Délimitation des droits cédés : l’interprétation du formalisme imposé par le Code de la propriété intellectuelle

Devant la Cour d’appel, l’auteur-compositeur  soutient notamment que le pacte de préférence ne satisfait pas aux conditions posées par le Code de la propriété intellectuelle en ce qui concerne la délimitation des droits cédés. 

Plus précisément, l’argument de l’auteur-compositeur porte sur l’absence de détermination suffisamment précise de la nature des droits cédés. 

Pour écarter cet argument, la Cour procède en deux temps en : 

  • Enonçant que les dispositions de l’article L131-3 du Code de la propriété intellectuelle « ne sont pas édictées à peine de nullité » ; 
  • Estimant que « nonobstant la grande étendue des droits couverts par la clause, laquelle n’est pas prohibée, la destination des droits cédés est déterminable, visant toutes les formes et moyens d’exploitation, outre la totalité du droit de reproduction et de représentation ». 

Elle ajoute également que « la clause est tout autant délimitée géographiquement, visant certes « l’univers entier », et comporte bien une précision de durée étant égale à la durée de protection des droits d’auteur » de sorte que le pacte de préférence respecte les dispositions du Code de la propriété intellectuelle. 
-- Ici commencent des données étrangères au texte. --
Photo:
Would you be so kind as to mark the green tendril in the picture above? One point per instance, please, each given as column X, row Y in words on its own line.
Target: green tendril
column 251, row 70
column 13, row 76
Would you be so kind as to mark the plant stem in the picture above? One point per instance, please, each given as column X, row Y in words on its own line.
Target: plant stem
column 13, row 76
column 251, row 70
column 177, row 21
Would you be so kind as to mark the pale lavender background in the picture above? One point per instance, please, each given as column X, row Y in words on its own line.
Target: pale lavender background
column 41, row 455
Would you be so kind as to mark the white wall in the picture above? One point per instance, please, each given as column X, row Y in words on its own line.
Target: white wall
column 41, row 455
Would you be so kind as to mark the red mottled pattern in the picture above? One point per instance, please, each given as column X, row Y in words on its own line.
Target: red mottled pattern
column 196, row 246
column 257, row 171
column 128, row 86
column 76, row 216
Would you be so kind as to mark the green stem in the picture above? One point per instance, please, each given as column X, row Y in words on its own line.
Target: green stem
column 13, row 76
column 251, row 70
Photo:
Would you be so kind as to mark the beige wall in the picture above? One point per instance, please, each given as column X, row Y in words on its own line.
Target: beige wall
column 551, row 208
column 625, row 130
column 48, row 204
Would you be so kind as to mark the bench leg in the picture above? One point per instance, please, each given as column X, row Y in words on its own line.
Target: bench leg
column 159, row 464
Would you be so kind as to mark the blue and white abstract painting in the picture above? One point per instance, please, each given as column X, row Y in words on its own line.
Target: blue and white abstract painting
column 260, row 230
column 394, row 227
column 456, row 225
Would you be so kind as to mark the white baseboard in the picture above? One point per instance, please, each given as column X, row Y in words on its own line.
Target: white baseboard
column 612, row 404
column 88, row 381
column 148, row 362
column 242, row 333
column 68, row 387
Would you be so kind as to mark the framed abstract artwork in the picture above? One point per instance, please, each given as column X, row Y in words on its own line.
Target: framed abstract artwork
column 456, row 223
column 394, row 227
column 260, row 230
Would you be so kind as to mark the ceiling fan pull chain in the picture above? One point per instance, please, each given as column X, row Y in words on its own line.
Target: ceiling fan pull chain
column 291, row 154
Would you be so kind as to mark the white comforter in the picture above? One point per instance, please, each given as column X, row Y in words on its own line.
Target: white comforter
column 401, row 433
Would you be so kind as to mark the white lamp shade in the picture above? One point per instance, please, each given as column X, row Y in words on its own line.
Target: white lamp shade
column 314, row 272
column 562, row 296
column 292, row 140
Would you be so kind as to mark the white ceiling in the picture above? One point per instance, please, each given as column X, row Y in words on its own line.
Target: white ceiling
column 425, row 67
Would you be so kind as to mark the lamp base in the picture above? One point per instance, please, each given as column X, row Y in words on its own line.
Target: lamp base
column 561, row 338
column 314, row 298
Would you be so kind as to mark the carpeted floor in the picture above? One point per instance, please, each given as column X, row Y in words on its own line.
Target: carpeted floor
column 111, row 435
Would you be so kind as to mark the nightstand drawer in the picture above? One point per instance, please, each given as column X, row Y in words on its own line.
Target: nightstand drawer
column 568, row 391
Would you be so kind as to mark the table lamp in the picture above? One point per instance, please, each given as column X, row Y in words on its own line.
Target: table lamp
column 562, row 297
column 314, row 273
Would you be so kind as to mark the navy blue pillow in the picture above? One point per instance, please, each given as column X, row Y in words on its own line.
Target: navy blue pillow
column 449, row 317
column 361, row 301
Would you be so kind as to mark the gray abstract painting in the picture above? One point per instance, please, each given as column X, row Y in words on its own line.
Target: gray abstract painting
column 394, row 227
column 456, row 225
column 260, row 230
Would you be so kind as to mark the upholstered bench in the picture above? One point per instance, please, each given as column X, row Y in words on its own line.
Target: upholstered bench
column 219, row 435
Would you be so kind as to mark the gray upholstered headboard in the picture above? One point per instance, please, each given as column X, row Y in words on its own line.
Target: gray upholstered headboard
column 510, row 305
Ainsi, la Cour semble retenir une approche libérale de l’article L131-3 du Code de la propriété intellectuelle en estimant, implicitement, que malgré la précision certaine des « droits cédés », la référence à la « totalité du droit exclusif d’exploitation de l’œuvre, sous quelque forme et par quelque moyen que ce soit » ainsi que « la totalité des droits de reproduction et la totalité du droit de représentation »  faite dans la clause du pacte de préférence suffit à délimiter la « destination » ainsi que l’étendue des droits cédés. 
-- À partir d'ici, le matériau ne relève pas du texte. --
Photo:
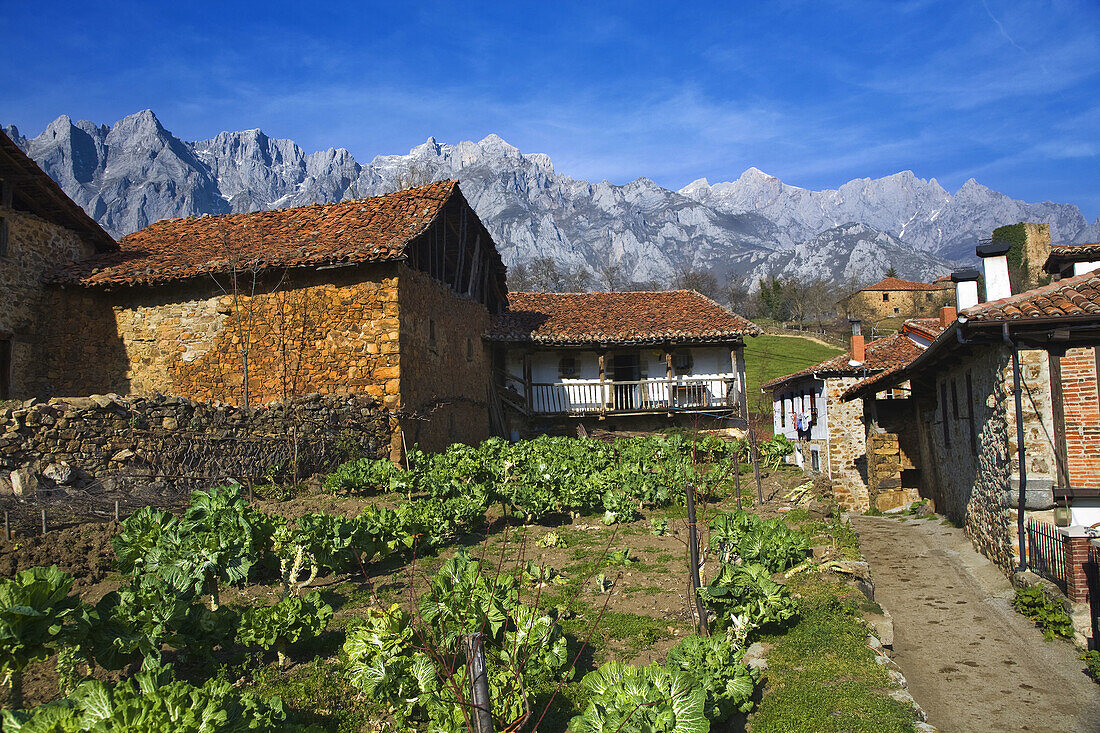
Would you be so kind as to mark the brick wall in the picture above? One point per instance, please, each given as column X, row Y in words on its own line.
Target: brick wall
column 1081, row 406
column 34, row 247
column 977, row 485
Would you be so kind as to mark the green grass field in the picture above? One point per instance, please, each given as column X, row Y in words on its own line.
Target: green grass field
column 768, row 357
La référence à des catégories définies par la SACEM suffit à remplir l’exigence de mention du genre des œuvres du pacte de préférence

L’appelant soutient également que le pacte de préférence doit être annulé notamment en ce qu’il ne détermine pas nettement le genre d’œuvres visées conformément à l’article L132-4 du Code de la propriété intellectuelle (selon lequel seul est « licite la stipulation par laquelle l’auteur s’engage à accorder un droit de préférence à un éditeur pour l’édition de ses œuvres futures de genres nettement déterminés »). 

A cet égard, l’article mentionne au titre des genres des œuvres pour lesquelles un droit de préférence est accordé : 

« œuvres de variété (comprenant seulement la musique, comprenant seulement les paroles ou comprenant parole et musique) ; / Musiques de films de cinéma ou de télévision ; / Musiques de messages publicitaires audiovisuels et/ou radiophoniques ; / Comédies musicales »

La Cour estime que la clause détermine suffisamment le genre des œuvres visées dès lors que  cette stipulation renvoie à des « catégories précisément énumérées et définies par la SACEM ». 

La cession du droit d’adaptation audiovisuelle dans un document non-distinct n’est pas une cause de nullité du contrat d’édition

L’appelant se prévaut enfin de la nullité des contrats d’édition en ce que ces dernières contiennent, en contrariété avec la lettre du troisième alinéa de l’article L131-3 du Code de la propriété intellectuelle, une cession du droit d’adaptation audiovisuelle. 

Or, ledit texte précise que « les cessions portant sur les droits d’adaptation audiovisuelle doivent faire l’objet d’un contrat écrit sur un document distinct du contrat relatif à l’édition proprement dite de l’œuvre imprimée ». 

La Cour écarte cependant cet argument en (i) rappelant que ces dispositions ne sont édictées qu’à but probatoire et (ii) en estimant que, à supposer qu’une telle cession fût nulle, cette dernière n’aurait pas rejailli sur le contrat d’édition, « ne s’agissant pas d’un élément essentiel » de ce dernier.